Where is the gap in data modeling ?

Table of Contents


I was motivated to write this post from an article of Christian Kaul “Bridging the Knowledge Gap”. He is making questions about how, what is the best way to bridge the knowledge gap between data modeling experts and people from other fields ? But I think an important role that data modeling experts play is exactly that to bridge the gap between pure IT technical people like developers, database administrators, data engineers and people from other fields e.g. domain experts, scientists, business people, etc. A more interesting question in my opinion is how this gap is created. Get prepared because I will answer with more questions:

  • Do we all agree that the best way to model data-information is to create a graph ?
  • If yes the next question is how exactly you represent that graph ? As you probably know there are four major competing data models, (relational model - ER, labeled property graph, RDF and Topic Maps), Are you convinced that there can be no other better alternative ?
  • What about the building blocks, for example in RDF you have triples, in relational you have relations (tables) and tuples. Is that all ? Can we make better building blocks to connect data or information ?
  • And last but not least, at a physical layer, and I believe that is exactly where the gap lies between pure data modelers/architects and database engineers/developers, you have row, column, document, native graph structures. Are you totally convinced that the best way to physically implement a graph data-information model is with a native graph structure on permanent storage ?

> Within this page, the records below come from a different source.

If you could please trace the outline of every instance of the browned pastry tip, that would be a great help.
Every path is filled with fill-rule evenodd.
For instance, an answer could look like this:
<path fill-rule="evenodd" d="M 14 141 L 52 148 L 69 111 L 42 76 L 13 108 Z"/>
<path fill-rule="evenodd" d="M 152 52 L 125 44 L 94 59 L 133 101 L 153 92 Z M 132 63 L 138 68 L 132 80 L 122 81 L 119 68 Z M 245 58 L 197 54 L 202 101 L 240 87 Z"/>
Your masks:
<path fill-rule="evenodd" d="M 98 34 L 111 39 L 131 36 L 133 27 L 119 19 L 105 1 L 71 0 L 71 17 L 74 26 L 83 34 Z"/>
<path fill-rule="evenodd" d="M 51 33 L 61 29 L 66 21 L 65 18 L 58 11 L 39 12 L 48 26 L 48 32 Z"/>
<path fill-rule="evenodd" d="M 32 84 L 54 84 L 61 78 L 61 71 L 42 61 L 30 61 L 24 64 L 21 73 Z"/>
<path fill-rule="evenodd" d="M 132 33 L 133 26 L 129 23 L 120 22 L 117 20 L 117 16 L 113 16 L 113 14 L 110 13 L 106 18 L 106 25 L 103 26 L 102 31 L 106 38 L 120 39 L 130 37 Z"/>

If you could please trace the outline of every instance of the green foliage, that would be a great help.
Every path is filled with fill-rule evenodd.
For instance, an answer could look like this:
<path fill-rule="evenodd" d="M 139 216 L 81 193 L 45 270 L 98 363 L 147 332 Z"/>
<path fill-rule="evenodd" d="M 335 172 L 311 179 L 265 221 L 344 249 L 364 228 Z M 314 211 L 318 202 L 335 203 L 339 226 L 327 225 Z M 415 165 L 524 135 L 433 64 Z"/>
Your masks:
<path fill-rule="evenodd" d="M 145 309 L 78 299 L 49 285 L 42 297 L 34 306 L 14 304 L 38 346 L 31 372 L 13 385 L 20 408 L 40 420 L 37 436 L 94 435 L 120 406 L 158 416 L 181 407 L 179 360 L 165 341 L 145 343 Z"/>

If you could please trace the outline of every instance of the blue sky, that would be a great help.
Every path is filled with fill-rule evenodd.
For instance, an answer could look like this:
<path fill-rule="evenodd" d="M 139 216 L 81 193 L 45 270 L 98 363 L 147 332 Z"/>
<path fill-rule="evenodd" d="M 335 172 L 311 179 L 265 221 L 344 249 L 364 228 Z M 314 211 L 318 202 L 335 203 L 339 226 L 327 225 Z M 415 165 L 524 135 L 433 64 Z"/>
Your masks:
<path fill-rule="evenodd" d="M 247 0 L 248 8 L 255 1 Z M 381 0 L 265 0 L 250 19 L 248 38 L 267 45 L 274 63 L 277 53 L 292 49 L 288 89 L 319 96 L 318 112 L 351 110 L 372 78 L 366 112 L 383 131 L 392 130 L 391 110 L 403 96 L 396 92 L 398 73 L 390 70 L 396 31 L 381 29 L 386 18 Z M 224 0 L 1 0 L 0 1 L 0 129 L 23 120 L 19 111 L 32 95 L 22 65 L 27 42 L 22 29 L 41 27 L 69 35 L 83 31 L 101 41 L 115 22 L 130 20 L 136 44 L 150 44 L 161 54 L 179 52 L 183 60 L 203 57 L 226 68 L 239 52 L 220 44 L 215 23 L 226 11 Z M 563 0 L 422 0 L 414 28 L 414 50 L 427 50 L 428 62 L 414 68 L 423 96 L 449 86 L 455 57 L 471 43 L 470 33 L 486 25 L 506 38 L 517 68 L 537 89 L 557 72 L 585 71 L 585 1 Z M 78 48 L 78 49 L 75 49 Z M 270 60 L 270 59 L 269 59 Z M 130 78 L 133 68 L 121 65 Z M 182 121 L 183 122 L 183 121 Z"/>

If you ask me to answer these questions I suggest you read more information about S3DM/R3DM conceptual, computational semiotics framework and the related projects HyperMorph and TRIADB. This is what I have been involved with for the last ten years.

The nice thing with social media is that if you deserve to get some good feedback from professionals and experts of the field in a post like this one you might decide to extend it. That’s exactly what I did in the following few paragraphs to respond in a better way to comments in my post._

Business vs Technological Factors

I believe the resurgence of no-SQL movement (2009), which is highly related to data modeling, started out of the emergent need of companies-users to deal with the velocity, volume, variety and other properties of distributed data resources. That same movement pushed forward our technological boundaries to create better DBMS and BI, web/desktop applications.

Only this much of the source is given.